Alors avec leur réanimation à ma volonté sous mes yeux et à portée de mes doigts, arrêtée dans le livre interrompu, renouvelée enfin, les personnages devenaient ainsi les formes parfaites que prenait le papier sous le nom du Secret de la Licorne. Et le titre, et les caractères mystérieux, bruns et grands sur la couverture, reliaient d’un unique trait de foudre les visages des personnages et le secret d’une Licorne au nom semblant échappé de trésors. Et l’odeur de l’encre, le sens et la magie des mots imprimés, les couleurs, les gestes, les épées des pirates entrechoquées, les panaches bariolés triomphaient dans un monde si indépendant et souverain, en lui-même, posé sur l’existence si différente de la cité de Tunis, sur la chaleur et le soleil dehors, sur les senteurs du jasmin au printemps, avec les crèches de la vieille église Santa-Croce en hiver à Noël, la Médina au loin, la quiétude revenue et ce sentiment de bonheur accompli et de fin de l’histoire, du livre parcouru et enfin apaisé, à nouveau refermé, dans ma chambre de la base d’Al-Aouina.

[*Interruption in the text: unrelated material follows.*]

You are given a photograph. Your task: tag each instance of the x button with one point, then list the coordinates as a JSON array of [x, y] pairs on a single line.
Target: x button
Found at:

Une énigme certes toujours trônait, et autour de laquelle tous les êtres dessinés gravitaient, vers laquelle ils se rendaient, et à laquelle la vie tout entière semblait tenir dans la douceur de la chambre, la lumière dehors à travers la fenêtre, mêlée à l’épaisseur et au toucher des pages, tout en sachant étrangement que je ne faisais que lire, dans la douce quiétude, un album dessiné, contenu tout entier dans le simple volume de ses couvertures cartonnées.

Débordants, gonflés de paroles écrites et d’incantations, lettres folles de leurs jets levés, les éclairs blancs revenaient. C’était les cases blanches emplies de texte au-dessus des personnages. Mais j’ignorais le code, et que c’était un code.

Seule ma Licorne incomprise, et seule l’enfance était beaucoup plus vaste. En réalité, les personnages dessinés parlaient, et ce qu’ils disaient figurait en un texte imprimé au-dessus d’eux dans une case blanche, chacune des cases finissant par une flèche blanche brisée. Chaque texte, chaque « légende », se rapportait à un personnage, et la flèche contre le personnage, sous cette manière de stèle blanche imprimée et de petit rectangle bordant les signes écrits, n’était pas un jet clair, pas un pourtour magique, ni du son des voix, ni des mots, des histoires et des gestes, pas l’entrelacs beau et vif des paroles et des personnages liés ainsi au grand cours infini des jets et des secrets, comme je le croyais alors.

Seule la magie des erreurs, seule ma Licorne mal lue chez les hommes et seule l’enfance, ses idées lumineuses et ses mondes s’ouvrant, avaient connu et rêvé un secret plus immense et déraisonné. La flèche n’était pas un dessin, pas la danse folle que je croyais sous mes doigts de tous les mots écrits que je déchiffrais mal.

La flèche indiquait que c’était de tel personnage, plutôt que de tel autre, que venait le langage. Et pas même le langage dans son ensemble, comme je le croyais alors à l’état d’univers. Ce n’était pas non plus l’incantation juxtaposée de toutes les paroles, ni des personnages ni des récits, ni du monde des dessins et des aventures ainsi que les jouait à voix haute le vieux libraire qui semble tenir encore, pour moi dans les années, la sorte de belle partition idéale et impossible des mots. C’était un simple code, infime et maladroit, hors de sa simple portée pour le plus maladroit encore que j’étais, et qui signalait, à tel moment, que c’était tel personnage ainsi chaque fois désigné, plutôt que tel autre, qui seulement parlait.

Vertiges, indications, incompréhensions chez les hommes, et comme les simples années enfuies aujourd’hui, tout se fond, disparaît hors les magies d’un instant, si loin de Tunis, comme se fondent les pays quittés.

Frontispice : Modèle réduit du Brillant, vaisseau de la flotte de Louis XIV qui a inspiré Hergé pour dessiner La Licorne.